2019-01-04 Thread Alec Duroy
Public bug reported:

Bug Description:
This problem seems related to the following reported bugs:
https://bugs.launchpad.net/ubuntu/+source/linux/+bug/1737934
https://bugs.launchpad.net/ubuntu/+source/linux/+bug/1678184
https://bugs.launchpad.net/ubuntu/+source/linux-signed/+bug/1682704
https://bugs.launchpad.net/ubuntu/+source/linux/+bug/1705748

System Configuration:
The server is populated with hot swappable 1.9TB 7mm U.2 NVMe and 1.9TB 2.5” 
SSD SATA – either drives can serve as system boot drive. In addition, there’re 
twelve (12) 7TB 3.5” HDD SAS drives for data raid storage. Currently, the SSD 
SATA drive is used as file system boot device. Below is the lsb_release and cat 
/proc/cmdline output.

Distributor ID: Ubuntu
Description:Ubuntu 18.04.1 LTS
Release:18.04
Codename:   bionic

BOOT_IMAGE=/boot/vmlinuz-4.15.0-43-generic
root=UUID=20881db9-36c3-4d83-9688-da36477e62e3 ro


Problem:
For both Xenial and Bionic running with kernel 4.15, the NVMe drive is having 
severe problems – the drive is intermittently disappearing with lsblk and nvme 
list commands, while spewing a lot of Buffer I/O errors on screen. The lspci 
output shows that the controller is disconnecting intermittently on the PCIe 
bus. 

Symptom:
At initial system’s boot up from fresh install, the NVMe drive will be 
recognized by lsblk, lspci and nvme list commands. Then the drive will go 
missing for no obvious reason then will appear again randomly, and this restart 
events will cycle continuously even the drive is at idle state. The output of 
dmesg, syslog and journal are all the same – it displays the unexpected 
shutdown of the drive.
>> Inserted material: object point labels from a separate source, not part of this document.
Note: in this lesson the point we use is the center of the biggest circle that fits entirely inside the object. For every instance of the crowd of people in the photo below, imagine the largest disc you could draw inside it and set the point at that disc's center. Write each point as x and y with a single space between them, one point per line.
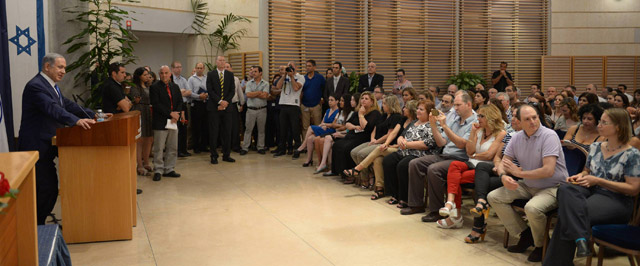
399 141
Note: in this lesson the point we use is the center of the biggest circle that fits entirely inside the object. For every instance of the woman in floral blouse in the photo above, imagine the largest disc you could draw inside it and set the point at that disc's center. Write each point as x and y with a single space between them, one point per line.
601 194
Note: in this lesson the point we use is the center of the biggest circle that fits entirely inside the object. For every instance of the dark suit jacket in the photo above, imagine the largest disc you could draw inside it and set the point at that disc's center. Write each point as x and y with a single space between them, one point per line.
214 89
363 84
42 113
342 88
161 103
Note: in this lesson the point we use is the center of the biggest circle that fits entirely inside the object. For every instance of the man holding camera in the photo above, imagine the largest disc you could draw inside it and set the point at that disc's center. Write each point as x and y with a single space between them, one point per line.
291 86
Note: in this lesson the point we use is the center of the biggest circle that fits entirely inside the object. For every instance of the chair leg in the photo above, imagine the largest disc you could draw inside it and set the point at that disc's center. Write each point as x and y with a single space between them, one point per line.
600 255
505 242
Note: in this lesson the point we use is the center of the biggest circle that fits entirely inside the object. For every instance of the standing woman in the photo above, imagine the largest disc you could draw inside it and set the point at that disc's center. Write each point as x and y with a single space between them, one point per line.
141 102
359 130
601 194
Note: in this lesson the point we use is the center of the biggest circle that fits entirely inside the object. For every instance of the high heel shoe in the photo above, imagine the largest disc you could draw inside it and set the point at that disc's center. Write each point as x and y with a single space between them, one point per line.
444 211
457 223
477 212
475 239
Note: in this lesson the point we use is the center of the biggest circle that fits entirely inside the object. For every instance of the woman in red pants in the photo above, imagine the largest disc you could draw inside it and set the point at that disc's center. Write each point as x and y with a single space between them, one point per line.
483 143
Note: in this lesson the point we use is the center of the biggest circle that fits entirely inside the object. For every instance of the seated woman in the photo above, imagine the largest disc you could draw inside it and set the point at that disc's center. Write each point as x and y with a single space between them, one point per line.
324 143
418 140
587 132
359 130
569 116
326 127
487 179
482 146
392 116
601 194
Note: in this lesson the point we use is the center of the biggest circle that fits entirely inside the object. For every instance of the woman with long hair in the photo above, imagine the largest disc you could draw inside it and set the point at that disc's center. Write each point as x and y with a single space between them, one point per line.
484 142
142 103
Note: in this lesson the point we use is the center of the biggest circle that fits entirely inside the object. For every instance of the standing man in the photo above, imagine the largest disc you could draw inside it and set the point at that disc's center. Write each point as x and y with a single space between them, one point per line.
199 121
371 79
291 86
185 91
257 94
44 109
236 108
542 168
166 99
221 88
311 96
501 78
113 98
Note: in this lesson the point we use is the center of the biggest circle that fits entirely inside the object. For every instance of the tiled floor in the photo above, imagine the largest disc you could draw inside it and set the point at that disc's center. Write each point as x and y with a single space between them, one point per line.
266 211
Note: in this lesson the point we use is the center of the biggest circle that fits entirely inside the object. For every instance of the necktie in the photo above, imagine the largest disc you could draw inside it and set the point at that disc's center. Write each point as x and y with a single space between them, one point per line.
221 84
170 97
59 94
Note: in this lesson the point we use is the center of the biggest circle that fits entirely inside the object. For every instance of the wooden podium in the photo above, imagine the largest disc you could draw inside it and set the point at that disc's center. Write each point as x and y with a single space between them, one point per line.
98 179
18 231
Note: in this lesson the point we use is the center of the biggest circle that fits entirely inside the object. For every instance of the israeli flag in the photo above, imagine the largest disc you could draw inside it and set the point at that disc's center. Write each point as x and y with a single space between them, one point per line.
26 29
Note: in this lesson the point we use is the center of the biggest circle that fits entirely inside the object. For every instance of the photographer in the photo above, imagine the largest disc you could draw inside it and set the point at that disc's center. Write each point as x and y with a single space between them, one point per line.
291 86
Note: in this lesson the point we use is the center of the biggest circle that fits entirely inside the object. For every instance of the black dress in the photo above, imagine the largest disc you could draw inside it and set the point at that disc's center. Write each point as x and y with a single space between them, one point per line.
341 150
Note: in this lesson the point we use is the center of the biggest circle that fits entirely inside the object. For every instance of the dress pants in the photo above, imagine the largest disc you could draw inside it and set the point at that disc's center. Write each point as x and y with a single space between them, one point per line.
396 175
289 122
254 117
220 125
434 168
541 201
579 208
199 126
165 145
46 180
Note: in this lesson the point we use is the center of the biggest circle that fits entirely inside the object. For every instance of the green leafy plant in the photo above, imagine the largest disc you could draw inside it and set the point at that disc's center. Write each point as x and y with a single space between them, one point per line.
222 39
466 80
107 38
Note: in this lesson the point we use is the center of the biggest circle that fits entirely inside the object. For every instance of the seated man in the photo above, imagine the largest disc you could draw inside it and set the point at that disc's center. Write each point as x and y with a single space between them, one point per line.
542 168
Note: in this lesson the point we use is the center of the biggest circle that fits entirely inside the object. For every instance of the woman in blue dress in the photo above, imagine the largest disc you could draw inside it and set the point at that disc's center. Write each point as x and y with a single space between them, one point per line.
326 127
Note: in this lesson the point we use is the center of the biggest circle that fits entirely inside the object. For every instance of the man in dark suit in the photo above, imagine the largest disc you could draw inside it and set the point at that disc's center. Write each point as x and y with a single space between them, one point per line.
370 80
338 85
44 109
221 89
113 98
166 99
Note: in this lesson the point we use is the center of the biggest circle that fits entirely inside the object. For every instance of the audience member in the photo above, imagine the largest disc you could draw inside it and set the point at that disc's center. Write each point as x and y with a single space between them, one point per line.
601 194
166 99
542 168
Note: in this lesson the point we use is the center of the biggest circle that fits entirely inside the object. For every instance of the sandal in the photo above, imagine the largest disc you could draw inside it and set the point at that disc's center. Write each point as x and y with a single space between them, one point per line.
353 172
377 194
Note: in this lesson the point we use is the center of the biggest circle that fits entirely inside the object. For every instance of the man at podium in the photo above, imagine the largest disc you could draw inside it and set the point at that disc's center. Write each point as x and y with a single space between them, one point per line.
44 109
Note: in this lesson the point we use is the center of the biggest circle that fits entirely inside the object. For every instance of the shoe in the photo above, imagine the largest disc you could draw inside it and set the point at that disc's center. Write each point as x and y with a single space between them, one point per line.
444 211
536 255
172 174
582 248
475 239
411 210
526 241
431 217
457 223
320 170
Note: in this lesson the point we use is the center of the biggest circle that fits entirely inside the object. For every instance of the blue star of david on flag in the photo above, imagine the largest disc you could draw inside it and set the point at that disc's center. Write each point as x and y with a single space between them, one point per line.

See below output. (for detailed text, see the attached 
dmesg, syslog and journalctl files)
-
[  485.296413] nvme nvme1: pci function :18:00.0
[  485.296516] nvme :18:00.0: enabling device (0100 -> 0102)
[  485.406992] nvme nvme1: Shutdown timeout set to 8 seconds
[  485.409433] nvme nvme1: failed to mark controller state 1
[  485.409435] nvme nvme1: Removing after probe failure status: 0
-
This symptom is present on both distro 16.04LTS and 18.04LTS running at kernel 
4.15. The same symptom was evident at upstream kernels - 4.18.3 and 4.18.19 as 
well.  

Work-around:
With kernel 4.19, this symptom does not manifest. It has fixed the random 
disconnection of NVMe controller over the PCIe bus. In addition, all the 
commands - i.e. lspci, lsblk, and nvme list will consistently display the drive 
without the occurrence of a missing NVMe drive during scan. 

How to reproduce:
1.Use Samsung U.2 NVME SM961/PM961 drive
2.Install either Ubuntu 16.04.5 or 18.04.1 running at kernel 4.15
3.Boot and wait until the file system recognized all the installed drives in 
the system. 
4.Execute lsblk, lspci and nvme list command repeatedly. You will see, the NVMe 
drive will randomly go missing and will spew-out a lot of buffer IO errors. 
With 16.04.5LTS, the symptom is more severe. After fresh install, the drive 
will appear once, but once it goes missing, it will never come back again.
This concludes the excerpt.